Vietato uso di cuscino
(da City)

in questa piazza cittadina
È TASSATIVAMENTE VIETATO
stare comodamente seduto
(a tal scopo abbiamo provveduto
a rimuovere con articolato rigore
ogni reperto di panchina provvista
di schienale in quanto potrebbe
dar adito ad una rilassata
promiscuità d’uso)

inoltre per ovviare all’eventuale
abuso di spazio pubblico
abbiamo con pare rigore bandito
ripari di ogni natura (tipo
tela o tettoia o peggio ancora
alberi di fusto alto o anche meno
nel caso aveste a pensare
ivi di trovare
un pur minimo angolo d’ombra)

siate pure avvisati
di prendere nota come
le suddette panchine
(di pietra, articolatamente)
sono distribuite ai margini
della piazza onde evitare
ove possibile eccessi
del sociale tipo conversazioni
tra individui in numero che superi
uno

[Brenda Porster]

*

Via del Ronco

Eine Seitenstraße der Via Romana,
Einbahnstraße
bei den Giardini Annalena,
dem Haus von Dallapiccola, brüchige Fassaden.
Stille.
Eine kleine Landschaft in der Stadt.
Manchmal komme ich,
um mich zuhause zu fühlen.
*
Una traversa di via Romana,
strada senza uscita,
vicino ai Giardini Annalena,
Casa Dallapiccola, affacci fatiscenti.
Silenzio.
Una piccola campagna in città.
Vengo a volte per sentirmi a casa.

[Eva Taylor]

 

Edoardo Olmi è nato a Firenze nel 1984. È curatore, assieme a Marco Incardona, della collana editoriale di Affluenti per Ensemble.

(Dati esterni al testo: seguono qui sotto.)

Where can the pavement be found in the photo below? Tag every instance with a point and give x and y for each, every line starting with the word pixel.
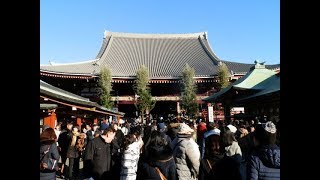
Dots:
pixel 80 170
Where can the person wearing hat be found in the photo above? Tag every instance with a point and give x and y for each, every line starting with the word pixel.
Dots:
pixel 73 153
pixel 64 141
pixel 162 128
pixel 186 153
pixel 212 129
pixel 264 160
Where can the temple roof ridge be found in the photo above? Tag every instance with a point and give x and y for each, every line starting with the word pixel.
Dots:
pixel 153 35
pixel 70 63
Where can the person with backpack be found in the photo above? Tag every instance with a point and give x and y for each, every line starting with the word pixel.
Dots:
pixel 49 155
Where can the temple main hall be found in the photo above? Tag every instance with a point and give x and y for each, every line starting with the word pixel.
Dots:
pixel 165 56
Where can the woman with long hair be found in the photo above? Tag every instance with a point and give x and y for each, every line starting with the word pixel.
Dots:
pixel 157 158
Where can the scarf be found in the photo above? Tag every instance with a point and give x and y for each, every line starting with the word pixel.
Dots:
pixel 74 138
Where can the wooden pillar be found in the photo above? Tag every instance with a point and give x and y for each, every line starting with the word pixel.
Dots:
pixel 79 123
pixel 227 113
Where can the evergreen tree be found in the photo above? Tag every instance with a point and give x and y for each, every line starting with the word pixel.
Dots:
pixel 189 89
pixel 144 102
pixel 105 85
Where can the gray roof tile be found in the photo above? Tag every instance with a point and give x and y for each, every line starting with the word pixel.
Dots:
pixel 165 55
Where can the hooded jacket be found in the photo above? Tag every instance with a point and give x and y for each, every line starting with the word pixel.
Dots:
pixel 264 163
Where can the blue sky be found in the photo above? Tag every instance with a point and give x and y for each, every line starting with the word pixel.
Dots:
pixel 238 30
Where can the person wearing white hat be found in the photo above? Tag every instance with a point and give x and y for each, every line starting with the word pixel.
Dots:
pixel 264 160
pixel 186 153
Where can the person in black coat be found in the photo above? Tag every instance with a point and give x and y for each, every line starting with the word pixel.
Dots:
pixel 48 143
pixel 64 142
pixel 264 161
pixel 157 154
pixel 99 152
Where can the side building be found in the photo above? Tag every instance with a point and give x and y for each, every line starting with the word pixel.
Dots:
pixel 165 56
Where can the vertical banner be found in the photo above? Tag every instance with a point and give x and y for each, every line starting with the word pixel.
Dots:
pixel 210 113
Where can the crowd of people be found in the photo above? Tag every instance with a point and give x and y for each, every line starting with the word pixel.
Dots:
pixel 162 150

Con la stessa casa editrice ha pubblicato Il porcospino in pegaso (2017) e R: exist-stance (2017, Premio Nabokov). Ha vinto numerosi premi e la sua poesia è stata tradotta in inglese e spagnolo. È stato inserito nel censimento dei poeti italiani tra i 20 e i 40 anni realizzato da “pordenonelegge.it”.

Marco Incardona nasce a Vittoria nel 1978 e vive a Firenze. È curatore, assieme a Edoardo Olmi, della collana editoriale di Affluenti per Ensemble. Con la stessa casa editrice ha pubblicato la raccolta poetica Nulla caduco (2017) e il romanzo Qualcosa era successo a Sant’Ambrogio (2019).